Ten Poems was the final work on a program that opened with Christopher Hampson’s Sinfonietta Giocosa (originally made for Atlanta Ballet), followed by Bryan Arias’s Motion of Displacement (created for the company in 2015). The Hampson is neoclassical, the Arias generically contemporary. In fact, Motions of Displacement is the least interesting item on the program, though it begins with a striking image of bodies entwined in a chain as in a bas relief by Rodin. However, it trades in too many self-conscious contemporary clichés – low lighting, unisex costuming, walls that rise and fall, lots of sliding around, the ubiquitous blank facial expression, a score fashioned out of bits and pieces of contemporary and Baroque music – to make much of an impact. Structurally, too, it is uninteresting: one solo of scrolling, whipping, folding movement after another, followed by a series of unaffecting pas de deux, too many of which include men flinging or kicking women’s limbs into place.
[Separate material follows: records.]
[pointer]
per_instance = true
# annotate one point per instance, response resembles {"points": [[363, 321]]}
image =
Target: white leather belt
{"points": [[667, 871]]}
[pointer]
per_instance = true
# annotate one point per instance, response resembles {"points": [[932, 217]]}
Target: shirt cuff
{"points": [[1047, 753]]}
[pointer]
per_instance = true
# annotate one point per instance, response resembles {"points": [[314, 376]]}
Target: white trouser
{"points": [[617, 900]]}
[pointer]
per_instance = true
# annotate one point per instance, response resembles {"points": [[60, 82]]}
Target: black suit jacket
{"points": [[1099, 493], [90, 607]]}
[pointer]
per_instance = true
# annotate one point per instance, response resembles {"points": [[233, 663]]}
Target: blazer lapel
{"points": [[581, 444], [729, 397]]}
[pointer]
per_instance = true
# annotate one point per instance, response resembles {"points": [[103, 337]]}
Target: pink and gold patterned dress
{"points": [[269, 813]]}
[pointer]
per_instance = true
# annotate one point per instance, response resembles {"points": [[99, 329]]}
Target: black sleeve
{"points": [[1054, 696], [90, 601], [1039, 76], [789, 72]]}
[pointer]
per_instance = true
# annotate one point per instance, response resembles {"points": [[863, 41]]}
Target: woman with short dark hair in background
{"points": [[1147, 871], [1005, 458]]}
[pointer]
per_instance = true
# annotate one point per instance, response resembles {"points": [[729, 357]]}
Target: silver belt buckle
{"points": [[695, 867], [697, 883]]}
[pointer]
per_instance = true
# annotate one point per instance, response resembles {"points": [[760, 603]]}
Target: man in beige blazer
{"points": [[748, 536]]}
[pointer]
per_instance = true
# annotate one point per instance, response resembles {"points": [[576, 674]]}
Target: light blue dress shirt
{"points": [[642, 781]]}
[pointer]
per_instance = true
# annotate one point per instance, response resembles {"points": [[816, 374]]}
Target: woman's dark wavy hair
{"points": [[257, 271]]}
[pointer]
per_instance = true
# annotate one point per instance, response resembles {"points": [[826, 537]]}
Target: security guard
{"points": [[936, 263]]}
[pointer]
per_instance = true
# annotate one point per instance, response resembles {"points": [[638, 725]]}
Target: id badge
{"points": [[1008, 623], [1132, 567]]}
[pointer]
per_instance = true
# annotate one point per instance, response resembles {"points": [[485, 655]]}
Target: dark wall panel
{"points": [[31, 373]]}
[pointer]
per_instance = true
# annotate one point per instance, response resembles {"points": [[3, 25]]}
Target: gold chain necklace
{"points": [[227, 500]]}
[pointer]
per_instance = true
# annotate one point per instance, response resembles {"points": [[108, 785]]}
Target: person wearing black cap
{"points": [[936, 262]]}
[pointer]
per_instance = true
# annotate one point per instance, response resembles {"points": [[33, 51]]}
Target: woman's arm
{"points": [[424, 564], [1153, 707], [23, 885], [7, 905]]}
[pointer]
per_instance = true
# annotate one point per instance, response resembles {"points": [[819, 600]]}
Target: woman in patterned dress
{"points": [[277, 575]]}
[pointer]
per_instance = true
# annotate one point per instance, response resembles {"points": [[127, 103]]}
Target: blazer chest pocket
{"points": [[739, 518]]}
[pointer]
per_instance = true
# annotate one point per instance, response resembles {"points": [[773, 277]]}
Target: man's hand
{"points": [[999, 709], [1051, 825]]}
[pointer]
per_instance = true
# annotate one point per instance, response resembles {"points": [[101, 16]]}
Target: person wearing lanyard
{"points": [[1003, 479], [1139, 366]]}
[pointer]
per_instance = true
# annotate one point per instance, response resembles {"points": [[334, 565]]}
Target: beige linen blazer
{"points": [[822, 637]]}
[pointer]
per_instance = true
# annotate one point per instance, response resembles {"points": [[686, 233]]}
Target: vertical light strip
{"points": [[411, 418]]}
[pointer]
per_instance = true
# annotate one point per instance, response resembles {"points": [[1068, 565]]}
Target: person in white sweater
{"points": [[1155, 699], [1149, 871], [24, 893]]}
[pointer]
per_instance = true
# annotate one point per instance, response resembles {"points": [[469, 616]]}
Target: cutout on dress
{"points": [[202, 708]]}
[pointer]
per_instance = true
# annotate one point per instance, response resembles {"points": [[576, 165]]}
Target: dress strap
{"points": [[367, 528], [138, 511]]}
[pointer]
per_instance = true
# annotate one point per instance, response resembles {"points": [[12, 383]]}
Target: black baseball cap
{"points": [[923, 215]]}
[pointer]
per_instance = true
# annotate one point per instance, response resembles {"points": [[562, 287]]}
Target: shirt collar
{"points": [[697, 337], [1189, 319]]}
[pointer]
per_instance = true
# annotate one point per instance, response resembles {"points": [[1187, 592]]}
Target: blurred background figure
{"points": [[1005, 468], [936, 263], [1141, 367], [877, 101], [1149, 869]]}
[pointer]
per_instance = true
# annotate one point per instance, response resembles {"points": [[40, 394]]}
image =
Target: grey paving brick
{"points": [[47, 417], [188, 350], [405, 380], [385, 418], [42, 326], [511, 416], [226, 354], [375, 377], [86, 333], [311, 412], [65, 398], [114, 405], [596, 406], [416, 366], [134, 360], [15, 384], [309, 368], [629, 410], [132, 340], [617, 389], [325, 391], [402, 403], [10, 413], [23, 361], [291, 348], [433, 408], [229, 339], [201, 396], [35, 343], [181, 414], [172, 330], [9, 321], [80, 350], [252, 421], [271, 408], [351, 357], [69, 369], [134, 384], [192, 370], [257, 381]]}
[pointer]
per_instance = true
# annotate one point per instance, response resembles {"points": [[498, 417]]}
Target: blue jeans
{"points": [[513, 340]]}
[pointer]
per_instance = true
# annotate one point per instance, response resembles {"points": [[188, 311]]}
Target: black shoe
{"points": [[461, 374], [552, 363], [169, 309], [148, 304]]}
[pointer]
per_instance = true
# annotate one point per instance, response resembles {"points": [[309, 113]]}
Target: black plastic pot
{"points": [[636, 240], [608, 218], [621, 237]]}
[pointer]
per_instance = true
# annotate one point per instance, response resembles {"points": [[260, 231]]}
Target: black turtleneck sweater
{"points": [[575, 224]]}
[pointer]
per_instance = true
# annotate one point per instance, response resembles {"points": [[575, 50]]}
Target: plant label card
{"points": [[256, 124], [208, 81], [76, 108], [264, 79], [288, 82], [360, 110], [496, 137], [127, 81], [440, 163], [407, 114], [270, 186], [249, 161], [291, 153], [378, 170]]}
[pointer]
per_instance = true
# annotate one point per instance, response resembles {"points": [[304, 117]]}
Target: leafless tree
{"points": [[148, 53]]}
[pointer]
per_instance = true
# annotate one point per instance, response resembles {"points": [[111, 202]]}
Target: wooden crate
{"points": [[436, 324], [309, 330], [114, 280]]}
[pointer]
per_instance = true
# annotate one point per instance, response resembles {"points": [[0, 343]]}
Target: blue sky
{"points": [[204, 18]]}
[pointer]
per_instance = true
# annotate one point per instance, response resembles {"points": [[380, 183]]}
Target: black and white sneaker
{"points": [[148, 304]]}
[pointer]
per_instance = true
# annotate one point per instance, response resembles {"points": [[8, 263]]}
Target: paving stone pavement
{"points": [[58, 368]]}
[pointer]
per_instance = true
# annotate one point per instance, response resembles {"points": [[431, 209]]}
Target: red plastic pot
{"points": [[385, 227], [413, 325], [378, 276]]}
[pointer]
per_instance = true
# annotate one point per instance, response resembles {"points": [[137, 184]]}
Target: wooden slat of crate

The flinging doesn’t necessarily denote aggression, which is almost worse.
It’s easy to see why the company chose to open with Hampson’s Sinfonietta Giocosa, whose high-powered, virtuosic, clean, energetic movement shows the company at its most technically impressive. Much of the choreography is driven by lines, great powerful diagonals and verticals that cross, weave, and blast apart. The men fly across the stage in great leaps, arms open, palms facing out as if to push the air before them. The women, equally strong, move with style and brio, with clean and lively pointework. The partnering is swift and off-balance, with lots of tricky tosses and flips. It’s an exciting piece, if not particularly subtle one, set to three fast, driving movements from Bohuslav Martinu’s musical work of the same name.
As an opener, Sinfonietta Giocosa shows that these dancers mean business. The Scottish Ballet came ready to impress, and impress it did.